Let’s pull all this disparate information together. What can we learn from all this?
In my mind, the first step to installing solar is reducing usage! Installing energy-efficient appliances, sealing air leaks around doors and windows, and beefing up insulation where it’s needed can all go a long way to decreasing your energy use. With this lower energy use, a smaller solar installation will offset an even greater percentage of your energy use, thereby setting you up to save even more money when you go solar!
What about Buying a 2kw Solar Kit?
For a small installation around 2 kW, many wonder if they should just buy a solar energy kit that includes the panels, inverter, wiring, and connections, and simply install it themselves. It’s not that hard right? With “soft costs” like installation, marketing, and sales accounting for 64% of total installation costs, homeowners could save buku bucks with a DIY installation.
Outside of off-grid homes not connected to the utility grid, DIY solar is often not practical. For houses connected to the grid, there are numerous hurdles to jump before installing your own system, including:
- There are very few, if any, resources available to grid-connected homeowners on how to install and maintain a solar system. Homeowners looking to install solar themselves are left in the dark on the numerous small details of relevant electric code, installations standards, and tips and tricks to make the installation safe and easy.
- Most cities and counties in the United States follow the National Electric Code and require all electrical work on residential electrical panels to be performed by a licensed electrician. So even if you installed the solar panels and wiring yourself, you’d still have to hire an electrician to finish the job for you. Solar installation companies either have full-time licensed electricians on staff or subcontract work to independent electricians, so if you hire an installation company, the licensed electrician is included in the total installation price.

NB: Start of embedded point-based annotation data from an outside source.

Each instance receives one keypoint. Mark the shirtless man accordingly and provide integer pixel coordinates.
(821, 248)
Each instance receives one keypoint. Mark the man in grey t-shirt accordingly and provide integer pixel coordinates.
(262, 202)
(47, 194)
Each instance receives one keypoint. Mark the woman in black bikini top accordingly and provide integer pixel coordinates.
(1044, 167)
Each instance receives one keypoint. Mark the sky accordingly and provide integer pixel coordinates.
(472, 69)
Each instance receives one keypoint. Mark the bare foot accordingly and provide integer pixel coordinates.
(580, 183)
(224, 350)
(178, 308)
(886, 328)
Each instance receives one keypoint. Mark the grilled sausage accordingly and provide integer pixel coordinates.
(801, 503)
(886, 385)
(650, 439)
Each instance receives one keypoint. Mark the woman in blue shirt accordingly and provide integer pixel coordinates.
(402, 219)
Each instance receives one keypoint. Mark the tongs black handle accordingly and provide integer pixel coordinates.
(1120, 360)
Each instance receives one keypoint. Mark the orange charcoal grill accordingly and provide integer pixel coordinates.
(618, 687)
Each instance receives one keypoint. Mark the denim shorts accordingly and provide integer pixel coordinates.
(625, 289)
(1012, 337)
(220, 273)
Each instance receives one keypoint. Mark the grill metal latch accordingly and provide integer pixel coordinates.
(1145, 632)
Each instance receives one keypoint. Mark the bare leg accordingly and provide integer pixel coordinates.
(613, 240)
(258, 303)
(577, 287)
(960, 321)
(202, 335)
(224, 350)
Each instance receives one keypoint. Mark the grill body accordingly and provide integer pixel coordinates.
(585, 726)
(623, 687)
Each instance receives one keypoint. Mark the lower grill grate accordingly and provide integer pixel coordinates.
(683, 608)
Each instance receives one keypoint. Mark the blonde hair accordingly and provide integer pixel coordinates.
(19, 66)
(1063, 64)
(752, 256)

- Most importantly, for solar installations to qualify for net metering and for permission to connect to the utility grid, some utilities require at least one person on your solar installation team to be certified by the North American Board of Certified Energy Practitioners (NABCEP). If a homeowner decides to go forward with a DIY installation and forgoes net metering or any other utility incentives, it can greatly affect the long-term financial benefits of the system, possibly even leading to an installation that doesn’t save the homeowner any money.
Before moving forward with a DIY installation, be sure to weight the benefits of a cheaper installation with the challenges outlined above. If all of these sound conquerable, go for it! (But be safe). If some of these sound daunting, it’s probably best to stick with an installer.